Palmetto Church of the Nazarene sells building to open coffee shop

cschelle@bradenton.comMarch 29, 2014 

BRADENTON -- The Rev. Bruce McEwen knows the busy lives folks have might mean they aren't able to get to church.

He's been part of motorcycle ministries, riding Harleys from bar to bar to spread the gospel and in theaters helping actors find faith. Now the Illinois native is praying that a cup of coffee can stir up some compassion in his community.

"I've talked to several people who have no problem talking about God, but they just don't want to do it in a church," McEwen said. "So a coffee house is a perfect setting to be able to have that openness and hopefully reach some people that wouldn't normal

ly be in church."

McEwen is planning to open Sacred Ground Coffee House inside Braden River Plaza, 4650 State Route 64, to serve as a place for faith, food and a place where religion is sprinkled in with the beans. He is targeting a May 10 opening date with hours planned to be 7:30 a.m. Monday through Saturday and closed on Sundays.

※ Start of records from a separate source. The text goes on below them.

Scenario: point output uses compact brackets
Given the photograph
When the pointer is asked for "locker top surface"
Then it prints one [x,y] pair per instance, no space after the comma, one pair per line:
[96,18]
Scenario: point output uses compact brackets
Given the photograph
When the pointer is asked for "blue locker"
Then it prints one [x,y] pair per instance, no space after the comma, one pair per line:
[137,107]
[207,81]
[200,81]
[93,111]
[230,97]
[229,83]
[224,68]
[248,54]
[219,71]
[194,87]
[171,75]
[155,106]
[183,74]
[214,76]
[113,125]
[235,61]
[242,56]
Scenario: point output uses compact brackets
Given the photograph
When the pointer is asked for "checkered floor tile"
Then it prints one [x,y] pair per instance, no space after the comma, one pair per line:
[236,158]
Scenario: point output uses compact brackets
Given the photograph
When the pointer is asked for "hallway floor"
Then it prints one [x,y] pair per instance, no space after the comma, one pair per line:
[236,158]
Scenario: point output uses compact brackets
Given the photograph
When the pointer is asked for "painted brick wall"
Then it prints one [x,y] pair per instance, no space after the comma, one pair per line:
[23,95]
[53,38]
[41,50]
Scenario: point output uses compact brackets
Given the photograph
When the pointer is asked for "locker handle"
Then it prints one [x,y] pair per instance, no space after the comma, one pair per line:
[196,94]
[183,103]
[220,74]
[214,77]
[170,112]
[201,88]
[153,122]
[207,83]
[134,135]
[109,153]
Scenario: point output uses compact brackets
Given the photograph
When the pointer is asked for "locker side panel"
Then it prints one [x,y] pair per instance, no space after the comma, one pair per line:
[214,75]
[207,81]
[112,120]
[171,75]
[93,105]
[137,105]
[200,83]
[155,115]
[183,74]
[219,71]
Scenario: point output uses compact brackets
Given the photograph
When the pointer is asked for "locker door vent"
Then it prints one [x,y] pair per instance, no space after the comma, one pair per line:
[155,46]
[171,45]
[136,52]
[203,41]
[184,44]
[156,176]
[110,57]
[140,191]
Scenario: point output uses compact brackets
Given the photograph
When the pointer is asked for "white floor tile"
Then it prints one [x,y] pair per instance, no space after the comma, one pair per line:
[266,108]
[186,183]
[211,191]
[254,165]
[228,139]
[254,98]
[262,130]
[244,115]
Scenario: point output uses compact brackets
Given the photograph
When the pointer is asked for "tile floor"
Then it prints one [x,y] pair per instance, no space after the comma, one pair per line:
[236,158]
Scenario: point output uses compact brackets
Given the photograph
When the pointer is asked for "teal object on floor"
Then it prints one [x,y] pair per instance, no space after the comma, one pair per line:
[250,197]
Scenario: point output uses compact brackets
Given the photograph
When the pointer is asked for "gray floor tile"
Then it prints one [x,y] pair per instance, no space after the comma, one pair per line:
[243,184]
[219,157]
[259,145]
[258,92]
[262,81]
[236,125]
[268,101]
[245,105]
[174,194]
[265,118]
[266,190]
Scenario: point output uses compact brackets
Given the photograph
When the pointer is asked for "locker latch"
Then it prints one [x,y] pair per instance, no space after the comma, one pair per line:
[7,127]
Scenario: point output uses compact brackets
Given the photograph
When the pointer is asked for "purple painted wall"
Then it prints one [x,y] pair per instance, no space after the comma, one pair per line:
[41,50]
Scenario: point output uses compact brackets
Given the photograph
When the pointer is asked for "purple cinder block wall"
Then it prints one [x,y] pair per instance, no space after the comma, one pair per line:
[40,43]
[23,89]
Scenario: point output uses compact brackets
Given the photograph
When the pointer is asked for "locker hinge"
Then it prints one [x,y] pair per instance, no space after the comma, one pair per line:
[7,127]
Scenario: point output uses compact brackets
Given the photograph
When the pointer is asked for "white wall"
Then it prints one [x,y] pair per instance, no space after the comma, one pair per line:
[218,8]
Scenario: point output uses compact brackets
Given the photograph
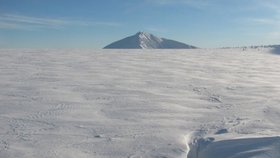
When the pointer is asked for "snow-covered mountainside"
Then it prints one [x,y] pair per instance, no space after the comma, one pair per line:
[143,40]
[195,103]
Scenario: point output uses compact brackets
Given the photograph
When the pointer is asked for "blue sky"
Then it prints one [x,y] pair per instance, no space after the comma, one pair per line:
[96,23]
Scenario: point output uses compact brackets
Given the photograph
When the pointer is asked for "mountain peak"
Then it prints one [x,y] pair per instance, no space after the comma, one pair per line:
[143,40]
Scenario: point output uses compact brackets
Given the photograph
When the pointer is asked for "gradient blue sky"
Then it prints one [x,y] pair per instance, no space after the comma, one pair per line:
[96,23]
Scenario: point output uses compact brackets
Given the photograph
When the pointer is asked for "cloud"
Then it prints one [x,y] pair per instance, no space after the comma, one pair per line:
[13,21]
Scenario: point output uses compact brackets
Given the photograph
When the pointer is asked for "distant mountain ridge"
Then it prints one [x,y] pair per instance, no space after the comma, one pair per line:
[143,40]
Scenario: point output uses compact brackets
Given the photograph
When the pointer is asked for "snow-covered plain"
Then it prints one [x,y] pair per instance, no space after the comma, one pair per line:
[203,103]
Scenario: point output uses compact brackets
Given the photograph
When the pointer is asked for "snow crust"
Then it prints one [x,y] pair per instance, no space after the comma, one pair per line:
[199,103]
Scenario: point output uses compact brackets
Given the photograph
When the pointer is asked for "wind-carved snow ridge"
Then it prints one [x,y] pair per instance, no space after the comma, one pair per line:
[255,147]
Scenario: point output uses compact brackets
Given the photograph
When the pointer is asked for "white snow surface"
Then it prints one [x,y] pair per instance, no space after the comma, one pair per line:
[200,103]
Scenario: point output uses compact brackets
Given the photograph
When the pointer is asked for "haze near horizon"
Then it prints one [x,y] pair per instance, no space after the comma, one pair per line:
[95,24]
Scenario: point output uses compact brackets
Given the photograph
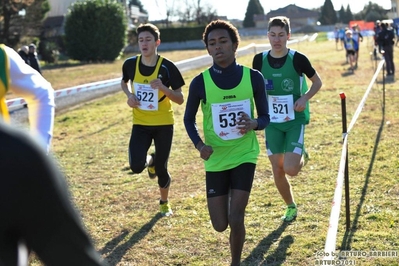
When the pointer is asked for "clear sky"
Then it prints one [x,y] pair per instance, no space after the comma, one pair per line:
[235,9]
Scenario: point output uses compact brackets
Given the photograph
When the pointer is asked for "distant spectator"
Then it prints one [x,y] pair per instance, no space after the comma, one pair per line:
[336,36]
[351,45]
[377,30]
[341,35]
[386,39]
[24,53]
[356,34]
[33,60]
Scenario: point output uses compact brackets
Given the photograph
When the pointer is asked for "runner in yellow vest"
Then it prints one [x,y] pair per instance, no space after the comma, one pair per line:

The McEwens came here four years ago from Illinois to take care of the six-member Palmetto Church of the Nazarene.

"We built it up to 35, 40 and the area just wasn't conducive to growth," he said. So, the church that's been in Palmetto since 1954 decided to close. The Church of the Nazarene sold to Crossroads Christian Church for $280,000 on Jan. 14, according to property records, and used proceeds to buy the 1,200-square-foot space.

"We've actually sold the church, taking the money and opening a coffee house and putting the other money to build a new church east of I-75," he said. The goal is to do that in three to five years, but it will likely take 10 years, he said.

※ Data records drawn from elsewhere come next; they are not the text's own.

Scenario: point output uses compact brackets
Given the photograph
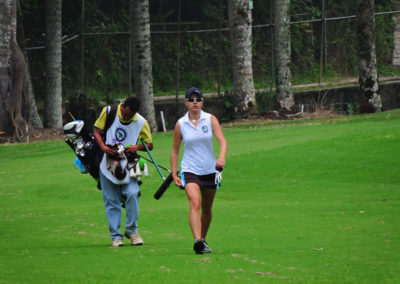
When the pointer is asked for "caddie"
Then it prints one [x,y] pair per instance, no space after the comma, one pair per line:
[126,130]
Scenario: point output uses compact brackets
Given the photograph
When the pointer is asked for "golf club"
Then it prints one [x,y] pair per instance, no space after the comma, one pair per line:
[167,181]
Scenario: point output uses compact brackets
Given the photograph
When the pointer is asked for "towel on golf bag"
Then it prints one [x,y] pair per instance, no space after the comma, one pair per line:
[86,148]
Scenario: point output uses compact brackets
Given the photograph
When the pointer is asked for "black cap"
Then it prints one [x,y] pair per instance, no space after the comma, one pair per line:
[195,91]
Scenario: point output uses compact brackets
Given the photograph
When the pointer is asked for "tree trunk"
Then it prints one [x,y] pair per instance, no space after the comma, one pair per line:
[368,75]
[142,64]
[34,118]
[240,22]
[53,111]
[14,100]
[284,94]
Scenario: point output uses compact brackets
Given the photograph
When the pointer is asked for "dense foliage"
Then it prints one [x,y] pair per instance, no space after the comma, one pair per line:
[204,57]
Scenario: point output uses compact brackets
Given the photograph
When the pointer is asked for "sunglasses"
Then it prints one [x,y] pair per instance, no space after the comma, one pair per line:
[191,100]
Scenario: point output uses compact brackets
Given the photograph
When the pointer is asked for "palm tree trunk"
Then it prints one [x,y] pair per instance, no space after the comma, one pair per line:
[142,64]
[282,49]
[368,75]
[53,112]
[240,22]
[14,101]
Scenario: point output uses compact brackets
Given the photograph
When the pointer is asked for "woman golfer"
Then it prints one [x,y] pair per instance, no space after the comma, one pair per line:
[198,166]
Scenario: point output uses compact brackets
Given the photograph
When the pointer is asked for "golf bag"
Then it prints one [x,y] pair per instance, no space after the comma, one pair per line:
[89,154]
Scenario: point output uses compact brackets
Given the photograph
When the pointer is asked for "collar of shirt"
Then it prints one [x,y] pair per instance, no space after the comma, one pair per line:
[134,118]
[187,119]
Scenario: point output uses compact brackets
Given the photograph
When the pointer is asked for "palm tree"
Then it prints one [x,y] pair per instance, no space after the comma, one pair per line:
[53,112]
[14,98]
[141,48]
[240,23]
[368,75]
[282,48]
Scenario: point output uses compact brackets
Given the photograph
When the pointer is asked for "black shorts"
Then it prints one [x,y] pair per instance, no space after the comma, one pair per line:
[205,181]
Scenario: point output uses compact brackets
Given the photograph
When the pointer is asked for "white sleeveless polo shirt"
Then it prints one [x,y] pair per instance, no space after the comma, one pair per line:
[124,134]
[198,153]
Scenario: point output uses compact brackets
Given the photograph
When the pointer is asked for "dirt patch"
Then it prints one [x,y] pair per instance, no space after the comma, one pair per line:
[37,134]
[275,116]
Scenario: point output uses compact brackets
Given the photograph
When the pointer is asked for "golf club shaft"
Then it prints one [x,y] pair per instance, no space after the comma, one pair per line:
[148,160]
[151,157]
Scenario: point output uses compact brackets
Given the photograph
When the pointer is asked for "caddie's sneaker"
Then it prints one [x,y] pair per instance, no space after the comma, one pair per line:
[136,240]
[198,246]
[117,243]
[206,248]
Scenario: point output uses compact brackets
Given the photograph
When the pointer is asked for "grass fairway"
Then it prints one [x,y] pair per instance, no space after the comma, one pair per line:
[311,201]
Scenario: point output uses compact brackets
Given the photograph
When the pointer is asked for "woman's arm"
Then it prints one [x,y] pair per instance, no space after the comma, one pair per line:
[223,145]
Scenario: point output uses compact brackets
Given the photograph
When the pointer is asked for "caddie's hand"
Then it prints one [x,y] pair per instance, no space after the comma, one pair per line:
[109,151]
[177,181]
[220,163]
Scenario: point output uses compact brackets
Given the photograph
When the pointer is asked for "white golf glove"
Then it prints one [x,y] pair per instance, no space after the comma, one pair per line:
[218,177]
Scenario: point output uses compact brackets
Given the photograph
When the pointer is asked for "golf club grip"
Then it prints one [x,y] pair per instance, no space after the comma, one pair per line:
[167,182]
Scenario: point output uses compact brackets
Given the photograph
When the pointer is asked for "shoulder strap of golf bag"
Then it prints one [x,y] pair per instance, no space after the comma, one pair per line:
[111,113]
[95,156]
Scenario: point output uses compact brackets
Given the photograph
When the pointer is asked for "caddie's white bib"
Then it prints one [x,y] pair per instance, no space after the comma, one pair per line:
[198,153]
[124,134]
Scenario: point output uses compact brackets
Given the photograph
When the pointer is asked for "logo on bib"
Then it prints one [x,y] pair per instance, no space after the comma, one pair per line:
[120,134]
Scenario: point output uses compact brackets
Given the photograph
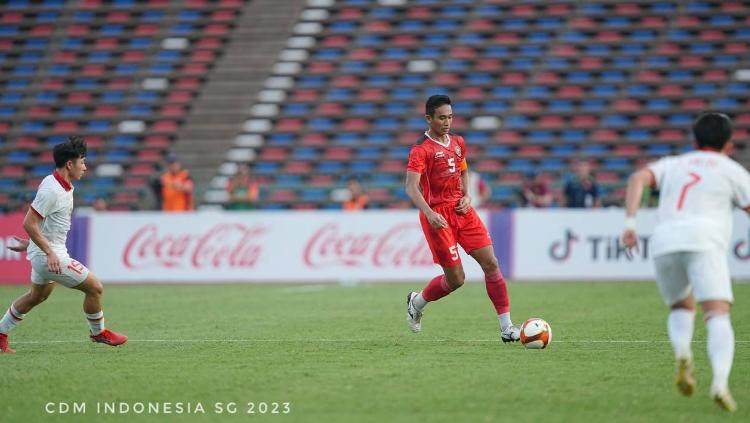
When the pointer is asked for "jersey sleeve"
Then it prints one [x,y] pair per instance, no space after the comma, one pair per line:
[464,165]
[741,188]
[417,160]
[44,203]
[659,169]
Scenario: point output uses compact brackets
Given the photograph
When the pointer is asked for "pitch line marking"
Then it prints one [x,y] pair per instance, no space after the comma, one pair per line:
[328,340]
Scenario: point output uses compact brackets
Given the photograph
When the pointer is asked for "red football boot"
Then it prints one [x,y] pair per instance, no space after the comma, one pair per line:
[4,344]
[110,338]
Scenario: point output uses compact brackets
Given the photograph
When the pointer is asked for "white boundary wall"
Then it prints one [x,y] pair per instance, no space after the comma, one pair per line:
[318,246]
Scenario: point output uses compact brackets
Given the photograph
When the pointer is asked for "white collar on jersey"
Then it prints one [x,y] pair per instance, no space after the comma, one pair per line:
[426,133]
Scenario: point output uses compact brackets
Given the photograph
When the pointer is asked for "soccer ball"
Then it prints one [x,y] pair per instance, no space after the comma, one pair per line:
[535,333]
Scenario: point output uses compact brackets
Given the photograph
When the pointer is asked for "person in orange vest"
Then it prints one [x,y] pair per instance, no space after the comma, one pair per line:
[176,187]
[358,200]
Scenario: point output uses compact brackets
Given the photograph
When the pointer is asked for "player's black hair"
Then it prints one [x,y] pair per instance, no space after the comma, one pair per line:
[73,148]
[712,129]
[434,102]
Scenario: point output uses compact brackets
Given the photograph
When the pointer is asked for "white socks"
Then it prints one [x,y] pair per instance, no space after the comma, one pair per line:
[504,320]
[96,322]
[11,318]
[720,349]
[419,302]
[680,326]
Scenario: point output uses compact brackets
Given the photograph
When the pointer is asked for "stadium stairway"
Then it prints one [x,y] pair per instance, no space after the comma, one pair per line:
[218,114]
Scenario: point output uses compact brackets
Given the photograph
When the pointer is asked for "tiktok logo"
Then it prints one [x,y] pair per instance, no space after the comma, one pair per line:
[560,250]
[742,245]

So, instead gatherings will be held at Sacred Grounds during the week where one paid employee will manage the shop that is expected to be staffed with volunteers, including Bob and Renee McEwen. (The coffee shop is not related to Sacred Grounds Coffee House in Tampa.)

"Our hope is to have people like Habitat For Humanity come in to work a week or a weekend, and the money that we make that month would be donated to that charity," he said.

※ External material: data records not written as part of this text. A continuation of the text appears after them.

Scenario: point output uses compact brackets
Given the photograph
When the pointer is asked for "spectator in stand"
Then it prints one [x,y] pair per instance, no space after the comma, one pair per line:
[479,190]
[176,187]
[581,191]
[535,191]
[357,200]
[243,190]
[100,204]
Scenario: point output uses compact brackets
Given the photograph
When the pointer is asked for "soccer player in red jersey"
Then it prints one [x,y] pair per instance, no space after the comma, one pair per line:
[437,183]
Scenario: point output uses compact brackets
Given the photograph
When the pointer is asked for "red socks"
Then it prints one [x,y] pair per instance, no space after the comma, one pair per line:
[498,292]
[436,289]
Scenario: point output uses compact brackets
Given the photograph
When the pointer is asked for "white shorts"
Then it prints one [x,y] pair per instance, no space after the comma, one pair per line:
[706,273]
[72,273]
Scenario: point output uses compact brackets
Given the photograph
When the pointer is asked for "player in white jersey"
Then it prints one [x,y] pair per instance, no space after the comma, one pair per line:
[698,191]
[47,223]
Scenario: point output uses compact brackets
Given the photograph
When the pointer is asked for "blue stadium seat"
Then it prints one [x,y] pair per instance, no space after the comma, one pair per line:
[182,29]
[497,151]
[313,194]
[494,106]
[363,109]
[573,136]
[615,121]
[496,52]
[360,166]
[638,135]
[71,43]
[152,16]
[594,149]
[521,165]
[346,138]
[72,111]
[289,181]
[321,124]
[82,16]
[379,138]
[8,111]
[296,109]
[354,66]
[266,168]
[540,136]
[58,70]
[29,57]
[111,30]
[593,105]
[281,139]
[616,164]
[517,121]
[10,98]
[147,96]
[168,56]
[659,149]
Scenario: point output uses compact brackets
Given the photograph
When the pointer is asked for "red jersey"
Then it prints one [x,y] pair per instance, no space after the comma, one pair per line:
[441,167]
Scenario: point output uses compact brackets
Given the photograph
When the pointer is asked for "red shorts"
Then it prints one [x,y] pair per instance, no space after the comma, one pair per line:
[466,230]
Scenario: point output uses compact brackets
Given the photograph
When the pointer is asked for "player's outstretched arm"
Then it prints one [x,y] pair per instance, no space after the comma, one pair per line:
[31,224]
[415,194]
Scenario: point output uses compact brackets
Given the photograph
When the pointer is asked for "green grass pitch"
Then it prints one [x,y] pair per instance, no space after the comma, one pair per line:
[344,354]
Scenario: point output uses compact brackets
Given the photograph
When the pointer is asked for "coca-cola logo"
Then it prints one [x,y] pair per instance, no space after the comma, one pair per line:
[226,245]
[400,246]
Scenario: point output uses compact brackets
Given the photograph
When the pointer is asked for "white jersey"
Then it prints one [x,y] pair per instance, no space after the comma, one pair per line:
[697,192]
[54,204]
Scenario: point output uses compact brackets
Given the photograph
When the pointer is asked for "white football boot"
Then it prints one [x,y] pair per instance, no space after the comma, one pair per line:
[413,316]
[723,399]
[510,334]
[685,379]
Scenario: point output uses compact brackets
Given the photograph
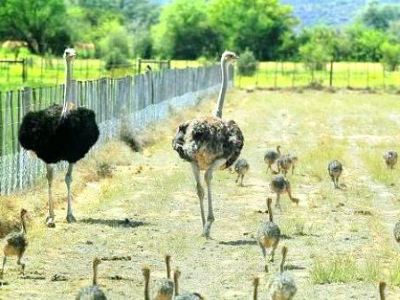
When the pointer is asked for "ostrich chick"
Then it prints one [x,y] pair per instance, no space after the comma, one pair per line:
[16,243]
[271,156]
[184,296]
[335,169]
[92,292]
[390,158]
[284,163]
[241,168]
[268,235]
[382,287]
[396,232]
[283,286]
[146,275]
[256,282]
[279,184]
[165,289]
[294,162]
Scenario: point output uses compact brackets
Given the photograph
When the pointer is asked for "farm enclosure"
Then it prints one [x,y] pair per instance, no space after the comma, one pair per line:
[340,241]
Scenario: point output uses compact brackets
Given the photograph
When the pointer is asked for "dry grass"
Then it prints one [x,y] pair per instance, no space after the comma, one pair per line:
[342,237]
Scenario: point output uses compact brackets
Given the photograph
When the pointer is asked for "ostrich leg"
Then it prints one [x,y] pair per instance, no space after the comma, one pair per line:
[4,264]
[210,217]
[68,180]
[200,191]
[49,176]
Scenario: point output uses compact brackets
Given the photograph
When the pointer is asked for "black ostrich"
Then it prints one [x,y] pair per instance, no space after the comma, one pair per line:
[60,133]
[210,143]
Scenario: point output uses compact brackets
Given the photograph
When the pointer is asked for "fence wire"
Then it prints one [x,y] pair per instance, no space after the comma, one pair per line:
[138,100]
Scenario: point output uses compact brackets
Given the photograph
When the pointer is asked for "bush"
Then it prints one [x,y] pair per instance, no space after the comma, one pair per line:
[115,59]
[247,64]
[390,56]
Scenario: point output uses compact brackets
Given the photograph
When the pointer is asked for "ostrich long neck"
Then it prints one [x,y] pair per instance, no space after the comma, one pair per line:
[68,85]
[23,229]
[224,85]
[94,274]
[146,288]
[176,283]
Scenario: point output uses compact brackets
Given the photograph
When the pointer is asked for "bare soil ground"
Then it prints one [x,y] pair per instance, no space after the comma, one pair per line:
[340,241]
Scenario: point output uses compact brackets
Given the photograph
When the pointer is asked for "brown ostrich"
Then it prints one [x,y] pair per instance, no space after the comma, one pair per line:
[396,232]
[271,156]
[184,296]
[241,168]
[390,158]
[210,143]
[165,287]
[268,235]
[16,244]
[282,286]
[256,282]
[335,169]
[382,287]
[92,292]
[279,184]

The religious tones will be softened somewhat in the art on the walls, but the messages will still come across in places like Scripture Tea, McEwen said. He knows from experience living in Roxana, Ill., outside of St. Louis, where he operated a motorcycle ministry.

"We're not going to hold a Bible over their head because for 12 years I rode around with motorcycle guys from bar to bar, so I know what not to say and when to say it," he said. "You learn how to approach it."

To that end, the McEwens and his congregation believe in inclusivity, passing lifestyle choices to be handled by the Holy Ghost.

Until the shop opens, they have a lot to do to transform the corner unit beside a courtyard at Braden River Plaza. Donated furniture and cabinets are stacked in the space while tile work is being done in the rear. Stacks of Sacred Ground-branded merchandise and water are in the corner waiting to be organized.

The McEwens traveled to Tampa where a company called Sips Espresso Service Supply put them through barrista training. His wife, Renee McEwen couldn't wait to make a salted caramel macchiato during the daylong training.

Renee McEwen said making espressos certainly took patience, as well as precision> Now she can't wait to get behind the counter. Bob McEwen said what he envisions is an experience with the coffee.

"Maybe if there's 10 people waiting in line, we won't take you behind the experience, or everyone could listen in," Bob McEwen said, laughing.

But when you grab your cup of Joe, hopefully there's a little extra involved.

"Join us and experience more than coffee," he said.